LINC00473/miR-497-5p Regulates Esophageal Squamous Cell Carcinoma Progression Through Targeting PRKAA1

Abstract

Background: Esophageal squamous cell carcinoma (ESCC) is one of the esophageal cancers known as an aggressive malignant tumor. Long noncoding RNAs (lncRNAs) can be involved in the progression and development of cancers. lncRNA LINC00473 (LINC00473) was reported to exert an oncogenic influence on diverse cancers. However, neither the biological function nor the underlying mechanism of LINC00473 has been explored in ESCC. Aim of the Study: The aim of investigation is to explore the role of LINC00473 in ESCC. Methods: The expression of LINC00473, miR-497-5p, and protein kinase AMP-activated alpha 1 catalytic subunit (PRKAA1) was detected by reverse-transcription quantitative polymerase chain reaction assay. Cell counting kit-8 and 5-ethynyl-2'-deoxyuridine assays were carried out to measure cell proliferation. Cell migration was tested by transwell assay. Western blot assay was performed to examine the protein expression of PRKAA1, E-cadherin, N-cadherin, and Vimentin.
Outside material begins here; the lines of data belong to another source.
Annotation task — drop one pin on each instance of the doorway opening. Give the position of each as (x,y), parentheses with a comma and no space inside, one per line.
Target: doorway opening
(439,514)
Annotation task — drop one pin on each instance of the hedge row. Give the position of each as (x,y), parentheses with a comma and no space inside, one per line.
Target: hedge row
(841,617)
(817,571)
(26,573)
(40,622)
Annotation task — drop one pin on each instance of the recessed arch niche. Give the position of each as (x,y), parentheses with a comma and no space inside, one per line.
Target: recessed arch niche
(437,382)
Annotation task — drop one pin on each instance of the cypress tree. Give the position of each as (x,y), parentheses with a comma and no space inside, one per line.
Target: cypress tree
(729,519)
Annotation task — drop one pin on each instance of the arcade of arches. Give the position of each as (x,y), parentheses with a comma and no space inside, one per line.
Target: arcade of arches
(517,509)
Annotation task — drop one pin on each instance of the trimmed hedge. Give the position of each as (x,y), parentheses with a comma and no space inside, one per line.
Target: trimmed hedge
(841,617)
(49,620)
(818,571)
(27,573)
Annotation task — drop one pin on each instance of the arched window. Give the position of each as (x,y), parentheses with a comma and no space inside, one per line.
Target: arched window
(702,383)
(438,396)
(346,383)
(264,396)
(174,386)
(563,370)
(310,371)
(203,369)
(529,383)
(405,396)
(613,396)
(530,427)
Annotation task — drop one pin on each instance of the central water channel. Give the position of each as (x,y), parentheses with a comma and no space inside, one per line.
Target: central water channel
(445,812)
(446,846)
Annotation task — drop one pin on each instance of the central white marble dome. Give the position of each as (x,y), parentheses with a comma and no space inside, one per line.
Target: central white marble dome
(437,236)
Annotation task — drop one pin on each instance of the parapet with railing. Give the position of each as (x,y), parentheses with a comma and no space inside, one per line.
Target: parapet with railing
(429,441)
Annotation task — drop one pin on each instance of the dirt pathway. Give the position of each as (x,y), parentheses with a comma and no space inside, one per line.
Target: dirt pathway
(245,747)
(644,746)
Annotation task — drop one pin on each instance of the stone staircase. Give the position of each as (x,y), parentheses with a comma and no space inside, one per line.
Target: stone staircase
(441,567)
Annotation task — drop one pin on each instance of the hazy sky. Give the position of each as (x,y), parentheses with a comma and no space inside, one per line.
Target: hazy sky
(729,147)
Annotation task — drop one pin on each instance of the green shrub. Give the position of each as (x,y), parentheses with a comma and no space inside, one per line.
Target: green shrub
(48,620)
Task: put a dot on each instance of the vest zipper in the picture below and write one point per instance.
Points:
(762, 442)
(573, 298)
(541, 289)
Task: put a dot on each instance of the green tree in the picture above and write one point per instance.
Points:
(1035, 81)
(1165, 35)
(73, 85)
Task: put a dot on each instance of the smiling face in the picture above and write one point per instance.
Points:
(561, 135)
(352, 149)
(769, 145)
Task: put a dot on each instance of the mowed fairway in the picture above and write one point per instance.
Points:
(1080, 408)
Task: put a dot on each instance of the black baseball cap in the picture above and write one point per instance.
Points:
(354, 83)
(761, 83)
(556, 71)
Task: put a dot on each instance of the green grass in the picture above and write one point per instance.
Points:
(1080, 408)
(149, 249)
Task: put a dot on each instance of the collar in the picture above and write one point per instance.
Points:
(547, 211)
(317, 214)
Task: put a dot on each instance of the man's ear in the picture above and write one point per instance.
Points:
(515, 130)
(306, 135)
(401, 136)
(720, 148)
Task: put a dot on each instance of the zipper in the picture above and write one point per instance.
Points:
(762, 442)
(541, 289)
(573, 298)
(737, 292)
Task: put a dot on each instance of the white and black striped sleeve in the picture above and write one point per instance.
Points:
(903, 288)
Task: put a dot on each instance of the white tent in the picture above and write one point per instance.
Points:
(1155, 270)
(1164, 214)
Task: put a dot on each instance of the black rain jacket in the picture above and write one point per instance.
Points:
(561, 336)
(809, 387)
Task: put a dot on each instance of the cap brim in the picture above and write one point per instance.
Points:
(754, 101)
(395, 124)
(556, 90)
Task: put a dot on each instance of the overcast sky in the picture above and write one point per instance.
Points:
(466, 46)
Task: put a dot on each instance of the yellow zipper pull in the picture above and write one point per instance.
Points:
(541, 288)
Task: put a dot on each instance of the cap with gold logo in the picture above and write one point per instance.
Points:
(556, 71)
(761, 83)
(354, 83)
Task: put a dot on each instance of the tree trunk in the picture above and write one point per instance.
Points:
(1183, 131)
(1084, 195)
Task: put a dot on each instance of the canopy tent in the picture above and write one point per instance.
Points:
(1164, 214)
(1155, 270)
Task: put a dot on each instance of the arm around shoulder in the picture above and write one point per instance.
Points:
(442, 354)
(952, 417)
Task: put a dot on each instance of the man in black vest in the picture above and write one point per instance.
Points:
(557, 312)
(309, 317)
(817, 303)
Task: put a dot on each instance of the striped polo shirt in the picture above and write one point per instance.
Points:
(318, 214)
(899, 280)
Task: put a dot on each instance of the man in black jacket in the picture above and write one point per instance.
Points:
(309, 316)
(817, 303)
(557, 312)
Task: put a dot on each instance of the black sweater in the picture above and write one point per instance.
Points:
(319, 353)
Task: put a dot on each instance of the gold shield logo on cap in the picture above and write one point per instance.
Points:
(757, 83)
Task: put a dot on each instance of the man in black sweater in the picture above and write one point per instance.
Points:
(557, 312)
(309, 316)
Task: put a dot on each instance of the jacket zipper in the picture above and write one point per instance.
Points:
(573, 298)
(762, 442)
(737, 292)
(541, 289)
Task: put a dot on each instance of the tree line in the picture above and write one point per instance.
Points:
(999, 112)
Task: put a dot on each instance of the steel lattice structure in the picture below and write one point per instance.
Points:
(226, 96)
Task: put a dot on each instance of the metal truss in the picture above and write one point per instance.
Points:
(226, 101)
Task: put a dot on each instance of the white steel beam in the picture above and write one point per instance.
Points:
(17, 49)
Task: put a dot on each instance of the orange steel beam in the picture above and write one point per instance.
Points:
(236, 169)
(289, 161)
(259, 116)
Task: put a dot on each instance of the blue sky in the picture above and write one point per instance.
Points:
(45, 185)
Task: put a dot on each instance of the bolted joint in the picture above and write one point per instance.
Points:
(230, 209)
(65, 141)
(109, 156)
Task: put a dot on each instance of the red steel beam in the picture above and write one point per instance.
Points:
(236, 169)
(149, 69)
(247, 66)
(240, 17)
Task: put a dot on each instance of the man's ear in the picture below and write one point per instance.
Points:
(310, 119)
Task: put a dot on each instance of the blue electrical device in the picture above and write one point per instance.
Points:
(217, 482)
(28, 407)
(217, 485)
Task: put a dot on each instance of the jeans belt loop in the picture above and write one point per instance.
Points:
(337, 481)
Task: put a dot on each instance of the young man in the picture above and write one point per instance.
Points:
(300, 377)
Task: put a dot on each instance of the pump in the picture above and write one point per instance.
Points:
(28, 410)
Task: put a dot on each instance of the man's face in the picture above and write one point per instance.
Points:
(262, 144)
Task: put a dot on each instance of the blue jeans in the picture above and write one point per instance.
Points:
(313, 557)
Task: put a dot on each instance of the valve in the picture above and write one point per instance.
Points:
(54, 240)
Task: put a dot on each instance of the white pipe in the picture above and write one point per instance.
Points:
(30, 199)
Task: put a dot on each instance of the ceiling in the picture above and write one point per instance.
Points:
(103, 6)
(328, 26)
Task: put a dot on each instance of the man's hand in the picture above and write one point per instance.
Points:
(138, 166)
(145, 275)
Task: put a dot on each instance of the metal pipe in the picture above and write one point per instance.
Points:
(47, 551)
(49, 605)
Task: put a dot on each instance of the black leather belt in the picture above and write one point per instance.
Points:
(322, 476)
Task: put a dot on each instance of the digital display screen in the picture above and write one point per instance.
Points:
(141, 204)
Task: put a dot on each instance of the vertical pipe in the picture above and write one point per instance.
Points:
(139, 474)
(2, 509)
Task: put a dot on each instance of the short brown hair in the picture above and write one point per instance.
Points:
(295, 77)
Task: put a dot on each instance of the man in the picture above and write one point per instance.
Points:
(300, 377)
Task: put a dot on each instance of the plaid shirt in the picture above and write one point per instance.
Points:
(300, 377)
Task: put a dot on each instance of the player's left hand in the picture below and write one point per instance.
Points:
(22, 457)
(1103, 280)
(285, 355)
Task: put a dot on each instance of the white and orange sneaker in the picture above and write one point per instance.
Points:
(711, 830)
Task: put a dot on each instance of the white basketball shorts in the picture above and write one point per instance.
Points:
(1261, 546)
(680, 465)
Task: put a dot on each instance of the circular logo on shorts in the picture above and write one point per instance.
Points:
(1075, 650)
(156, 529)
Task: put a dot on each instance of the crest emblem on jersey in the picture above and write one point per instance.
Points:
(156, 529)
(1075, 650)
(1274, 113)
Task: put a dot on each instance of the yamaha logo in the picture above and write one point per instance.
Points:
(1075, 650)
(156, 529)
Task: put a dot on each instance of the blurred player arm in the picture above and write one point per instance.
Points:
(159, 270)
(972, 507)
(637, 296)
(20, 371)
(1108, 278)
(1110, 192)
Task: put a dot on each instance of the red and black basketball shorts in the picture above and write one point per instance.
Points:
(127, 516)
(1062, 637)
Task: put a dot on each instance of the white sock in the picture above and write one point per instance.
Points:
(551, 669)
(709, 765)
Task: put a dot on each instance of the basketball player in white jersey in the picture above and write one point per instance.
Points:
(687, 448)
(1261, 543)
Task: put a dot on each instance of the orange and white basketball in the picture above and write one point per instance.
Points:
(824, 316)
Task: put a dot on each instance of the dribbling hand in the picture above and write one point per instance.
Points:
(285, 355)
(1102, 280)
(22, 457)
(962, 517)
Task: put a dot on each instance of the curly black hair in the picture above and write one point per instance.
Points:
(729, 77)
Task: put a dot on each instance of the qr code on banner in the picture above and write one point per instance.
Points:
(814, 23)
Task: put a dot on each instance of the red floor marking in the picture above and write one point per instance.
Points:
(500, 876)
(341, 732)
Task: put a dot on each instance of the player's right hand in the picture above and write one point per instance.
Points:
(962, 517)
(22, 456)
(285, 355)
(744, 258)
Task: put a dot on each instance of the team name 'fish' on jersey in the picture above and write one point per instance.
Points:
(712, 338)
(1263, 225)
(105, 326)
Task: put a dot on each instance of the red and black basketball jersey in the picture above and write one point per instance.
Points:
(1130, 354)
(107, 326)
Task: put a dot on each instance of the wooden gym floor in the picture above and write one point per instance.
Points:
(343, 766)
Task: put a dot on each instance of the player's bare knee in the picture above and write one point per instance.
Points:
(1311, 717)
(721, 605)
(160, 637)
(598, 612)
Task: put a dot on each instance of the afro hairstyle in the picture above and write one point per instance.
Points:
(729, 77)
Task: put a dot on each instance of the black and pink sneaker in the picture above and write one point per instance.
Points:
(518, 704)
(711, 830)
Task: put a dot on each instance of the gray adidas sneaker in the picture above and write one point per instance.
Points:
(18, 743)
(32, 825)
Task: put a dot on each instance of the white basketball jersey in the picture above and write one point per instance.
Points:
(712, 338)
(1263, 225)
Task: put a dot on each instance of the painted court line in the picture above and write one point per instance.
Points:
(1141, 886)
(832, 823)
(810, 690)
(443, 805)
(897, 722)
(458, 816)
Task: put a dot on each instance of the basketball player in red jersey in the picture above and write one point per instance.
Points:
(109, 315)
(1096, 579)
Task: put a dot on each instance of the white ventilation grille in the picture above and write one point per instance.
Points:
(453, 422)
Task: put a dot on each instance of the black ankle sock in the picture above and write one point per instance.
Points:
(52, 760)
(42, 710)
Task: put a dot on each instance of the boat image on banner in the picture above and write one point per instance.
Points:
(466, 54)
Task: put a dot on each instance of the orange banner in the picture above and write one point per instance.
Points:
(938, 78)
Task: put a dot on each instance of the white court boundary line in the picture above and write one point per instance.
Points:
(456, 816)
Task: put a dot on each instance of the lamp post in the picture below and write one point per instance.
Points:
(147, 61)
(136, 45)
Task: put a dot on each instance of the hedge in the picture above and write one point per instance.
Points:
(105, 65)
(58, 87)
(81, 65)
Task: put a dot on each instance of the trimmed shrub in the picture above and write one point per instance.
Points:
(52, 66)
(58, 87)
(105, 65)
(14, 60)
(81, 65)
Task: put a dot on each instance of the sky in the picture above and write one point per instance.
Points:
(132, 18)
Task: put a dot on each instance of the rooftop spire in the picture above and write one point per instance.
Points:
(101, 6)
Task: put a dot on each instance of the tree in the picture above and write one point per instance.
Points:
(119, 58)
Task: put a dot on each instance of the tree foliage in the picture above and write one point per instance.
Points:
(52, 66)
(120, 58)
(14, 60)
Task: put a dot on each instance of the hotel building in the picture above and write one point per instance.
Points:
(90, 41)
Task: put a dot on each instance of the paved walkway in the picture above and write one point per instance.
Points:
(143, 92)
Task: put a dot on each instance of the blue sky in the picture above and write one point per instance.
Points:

The binding capacity between miR-497-5p and LINC00473 (or PRKAA1) was, respectively, studied by luciferase reporter and RNA immunoprecipitation assays. Pearson correlation analysis was adopted to analyze the correlation between miR-497-5p (or LINC00473) and PRKAA1. Results: LINC00473 presented much higher expression and LINC00473 suppression restrained the proliferation, migration, and epithelial-mesenchymal transition (EMT) process in ESCC cells. MiR-497-5p presented lower expression, binding with and negatively regulated by LINC00473 in ESCC. PRKAA1 was confirmed as a downstream target gene for miR-497-5p. PRKAA1 could combine with miR-497-5p, and LINC00473 knockdown or miR-497-5p overexpression downregulated the mRNA and protein expression of PRKAA1. At last, the inhibitory effects of LINC00473 knockdown on proliferation, migration, and EMT process were reversed by PRKAA1 overexpression in vitro and in vivo. Conclusions: LINC00473 regulates ESCC progression through miR-497-5p/PRKAA1 axis, which provides a new therapeutic strategy for ESCC patients.